Thomas Ptacek's 2025-03-27 retrospective written as Fly.io hands off internal ownership of the Macaroon stack to a new owner. Two-years-in assessment: the user-facing pitch for Macaroons (users can edit their own tokens, email them to partners) is a mixed bag — "users don't really take advantage of token features" — but Fly.io has gotten a pile of infrastructure wins internally, to the point that the token system is "one of the nicer parts of our platform." The post is a ground- tour of how they built it: an isolated 5000-line Go service called tkdb managing a SQLite database fronted by LiteFS (subsecond replication US→EU/AU + primary failover) and Litestream (PITR to object storage); a hipster-implemented Noise channel layered on HTTP for RPC; client-side verification caching hitting >98%; a revocation subscription feed that lets clients prune caches reactively rather than polling; a dedicated third-party- caveat-strip API for service tokens that keeps authenticator "hazmat" off worker hosts; and comprehensive OpenTelemetry + Honeycomb + permanent-OpenSearch audit trail. Two companion observations: (1) Macaroons are online-stateful"you need a database somewhere" — so architectural quality is all about where that database lives; and (2) "[[concepts/keep-hazmat-away-from- complex-code|a basic rule of thumb in secure design is: keep hazmat away from complicated code]]" is the post's explicitly-stated design principle. Fly.io is self-described as "allergic to microservices" but concedes tkdb (and a sibling secret service Pet Semetary) "pulled their weight" — canonical wiki instance of the narrow-purpose-security-microservice carve-out from a microservices-skeptical culture.

Key takeaways

  1. Macaroons are online-stateful — tkdb is the DB that backs them. "A Macaroon token starts with a random field (a nonce) and the first thing you do when verifying a token is to look that nonce up in a database." The most important Fly.io architectural decision was where that DB lives: not in the primary API cluster. Two reasons stated: (a) scalability + reliability — "far and away the most common failure mode of an outage on our platform is 'deploys are broken' … It would not be OK if 'deploys are broken' transitively meant 'deployed apps can't use security tokens.'" (b) security — "root secrets for Macaroon tokens are hazmat, and a basic rule of thumb in secure design is: keep hazmat away from complicated code." (Source: article body.)

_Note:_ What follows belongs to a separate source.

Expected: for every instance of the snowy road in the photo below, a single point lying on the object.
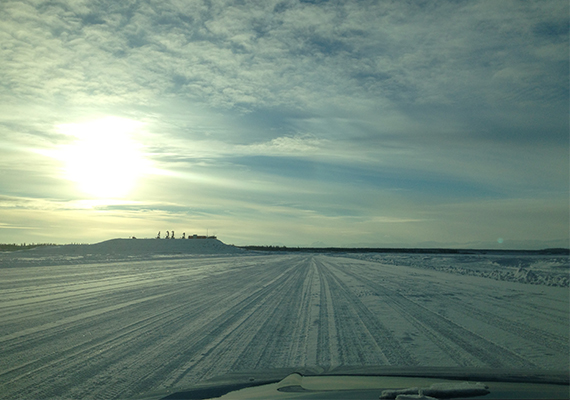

  2. tkdb — 5,000 lines of Go managing SQLite via LiteFS + Litestream. Runs on isolated hardware in US, EU, and AU regions; DB records encrypted with an injected secret. LiteFS gives subsecond US→EU/AU replication + primary failover; Litestream gives PITR to object storage. "The entire tkdb database is just a couple dozen megs large. Most of that data isn't real. A full PITR recovery of the database takes just seconds. We use SQLite for a lot of our infrastructure, and this is one of the very few well-behaved databases we have." Writes are rare — only two write paths in practice: (a) HMAC root-key insertion when a Fly.io org is created, and (b) revocation-list appends. (Source: article body.)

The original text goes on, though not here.